Une foultitude d’arguments

Contacté par Libération, le père Bruno Mary, recteur de la cathédrale, assure que l’orientation sexuelle et l’apparence du chanteur ne sont pas en jeu, mais tout de même : la cathédrale «est d’abord un lieu de culte». La présence d’une personne LGBT «peut choquer certains catholiques. […] Ce n’est pas un procès contre eux [les personnes LGBT, ndlr] mais ça n’aide pas la cause de choquer ou de polémiquer», ose l’homme d’église. Il regrette d’avoir été informé trop tardivement de la programmation, n’avoir pas pu en discuter avec le chanteur et son producteur, et refuse de céder «sous la pression». Même si la personnalité du chanteur est «contestable et contestée, elle est ce qu’elle est», appuie-t-il.

Les arguments sur la crainte d’une réception hostile épuisés, voilà venir celui du calendrier : «C’est déjà exceptionnel que l’on accepte des concerts le dimanche.» Le 8 décembre sera effectivement le «jour du Seigneur» mais aussi «la fête de l’immaculée conception», renchérit Thomas Sanchez. «Izae a un univers marqué, ses propos n’ont pas tellement de liens avec le lieu. Les concerts qui se déroulent dans la cathédrale doivent respecter la sacralité de la cathédrale», ajoute le programmateur, qui regrette de ne pas avoir pu trouver un terrain d’entente, assurant que le lieu appartient à un diocèse ouvert, «ni de gauche ni de droite», qui veut «rassembler».

«J’allais interpréter un morceau qui parle d’hypersensibilité»

Izae suggère que son apparence androgyne, qui lui «colle à la peau depuis toujours», puisse être en cause. «Le simple fait que je sois moi a pu les déranger», estime-t-il. Dans l’un de ses derniers morceaux (Embrasser ce garçon), il dénonce l’homophobie : «C’est peut-être ça qui leur a posé problème», continue-t-il. Il se disait pourtant prêt à s’adapter au lieu pour ne pas heurter, troquant ses «chaussures à paillettes» pour une tenue plus sobre. «J’allais interpréter un morceau qui parle d’hypersensibilité», confie-t-il. «Mon but n’était pas de choquer !»

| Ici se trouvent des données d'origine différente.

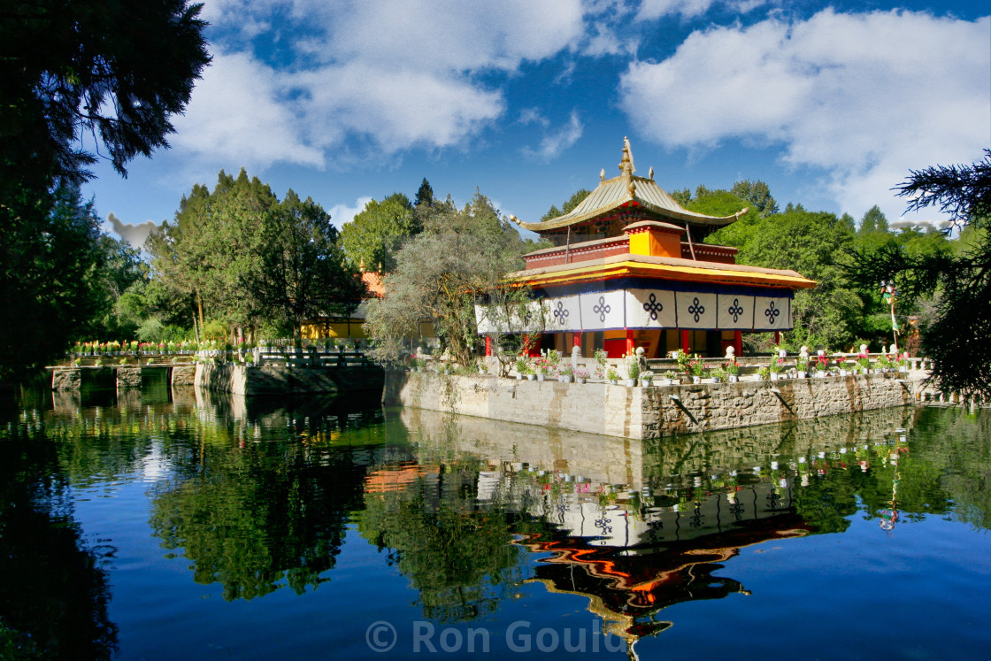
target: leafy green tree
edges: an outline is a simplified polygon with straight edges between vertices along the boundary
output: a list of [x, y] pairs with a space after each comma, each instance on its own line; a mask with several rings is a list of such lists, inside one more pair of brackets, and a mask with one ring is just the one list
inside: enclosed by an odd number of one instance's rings
[[195, 184], [174, 220], [149, 238], [154, 276], [195, 306], [201, 332], [208, 317], [244, 328], [264, 313], [254, 285], [263, 275], [265, 224], [277, 203], [243, 168], [237, 177], [220, 170], [212, 193]]
[[867, 209], [863, 218], [860, 219], [860, 234], [888, 233], [888, 218], [881, 211], [881, 207], [874, 205]]
[[912, 255], [899, 245], [862, 250], [851, 275], [864, 286], [894, 279], [902, 296], [937, 294], [936, 319], [923, 336], [933, 377], [945, 390], [991, 395], [991, 150], [971, 165], [936, 165], [911, 172], [897, 186], [909, 210], [936, 206], [975, 239], [952, 254]]
[[[719, 199], [717, 195], [710, 197]], [[690, 206], [699, 210], [695, 204]], [[721, 213], [719, 208], [716, 210]], [[751, 210], [706, 241], [739, 248], [739, 264], [791, 269], [817, 280], [816, 288], [795, 294], [795, 328], [789, 339], [796, 346], [839, 349], [848, 348], [862, 327], [861, 291], [846, 283], [843, 271], [836, 265], [844, 251], [852, 250], [853, 236], [848, 219], [789, 204], [783, 213], [766, 218]]]
[[423, 177], [423, 181], [420, 183], [420, 187], [416, 190], [416, 199], [413, 201], [413, 206], [433, 206], [433, 188], [430, 187], [430, 182], [427, 181], [427, 177]]
[[[0, 261], [0, 382], [21, 379], [60, 358], [83, 326], [109, 311], [99, 219], [77, 185], [58, 187], [50, 205], [4, 224]], [[43, 212], [43, 209], [46, 209]]]
[[[365, 495], [358, 530], [419, 591], [423, 615], [471, 621], [495, 611], [519, 580], [522, 549], [508, 543], [509, 517], [475, 502], [478, 466], [439, 467], [403, 489]], [[439, 501], [434, 502], [434, 494]]]
[[264, 234], [259, 302], [267, 316], [291, 328], [297, 343], [300, 325], [318, 315], [350, 315], [365, 286], [344, 254], [330, 214], [291, 189], [273, 213]]
[[565, 200], [561, 208], [557, 208], [556, 204], [552, 204], [551, 208], [547, 210], [547, 213], [540, 217], [540, 222], [545, 220], [550, 220], [552, 218], [557, 218], [558, 216], [563, 216], [566, 213], [570, 213], [572, 209], [581, 204], [586, 197], [592, 194], [592, 191], [588, 188], [579, 188], [575, 193]]
[[[117, 171], [135, 156], [168, 147], [169, 117], [189, 102], [210, 61], [201, 5], [149, 0], [5, 4], [0, 22], [0, 165], [3, 185], [39, 190], [81, 181], [99, 136]], [[44, 45], [44, 48], [39, 48]]]
[[[210, 60], [199, 10], [183, 0], [4, 4], [0, 379], [63, 351], [96, 313], [81, 289], [94, 284], [86, 266], [98, 262], [98, 233], [66, 211], [65, 199], [95, 162], [82, 138], [95, 139], [122, 174], [135, 156], [167, 147], [170, 117], [183, 111]], [[8, 353], [15, 344], [18, 352]]]
[[522, 268], [525, 251], [480, 191], [463, 209], [450, 200], [438, 204], [423, 232], [396, 255], [385, 297], [369, 301], [367, 328], [377, 356], [398, 361], [403, 339], [417, 337], [421, 321], [432, 321], [444, 347], [467, 365], [477, 341], [476, 297], [498, 292], [505, 275]]
[[729, 192], [751, 204], [761, 218], [778, 212], [778, 203], [771, 196], [771, 189], [760, 179], [741, 179], [733, 184]]
[[106, 312], [89, 324], [89, 337], [133, 340], [148, 314], [144, 291], [148, 286], [148, 264], [141, 251], [124, 239], [100, 236], [99, 248], [105, 256], [101, 289], [107, 298]]
[[[424, 179], [426, 182], [426, 179]], [[429, 187], [429, 184], [427, 184]], [[423, 186], [420, 186], [421, 192]], [[433, 200], [431, 192], [430, 199]], [[417, 193], [419, 199], [419, 193]], [[426, 205], [421, 213], [429, 213]], [[341, 243], [348, 261], [358, 268], [389, 273], [395, 268], [395, 253], [421, 226], [409, 198], [392, 193], [382, 202], [371, 200], [354, 220], [341, 228]]]

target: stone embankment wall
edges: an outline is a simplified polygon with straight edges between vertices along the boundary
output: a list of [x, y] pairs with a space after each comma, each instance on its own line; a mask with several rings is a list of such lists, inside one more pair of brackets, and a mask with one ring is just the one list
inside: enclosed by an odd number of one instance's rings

Ce n’est pas la première fois que les passions se déchaînent au sujet d’un concert dans un lieu de culte. En 2023, Bilal Hassani avait subi de vives pressions alors qu’il devait se produire dans l’église Saint-Pierre-aux-Nonnains à Metz. L’événement avait finalement été annulé après des menaces d’attentat. De son côté, Izae a reçu une vague de soutien, dont une publication du chanteur Thierry Amiel qui dénonce «les voix conservatrices» qui l’empêche de se produire à Lille, déplorant «l’intolérance de cette réaction». Izae envisage peut-être de faire une première partie alternative ailleurs. «Hâte de faire d’autres dates pour célébrer nos différences», conclut-il.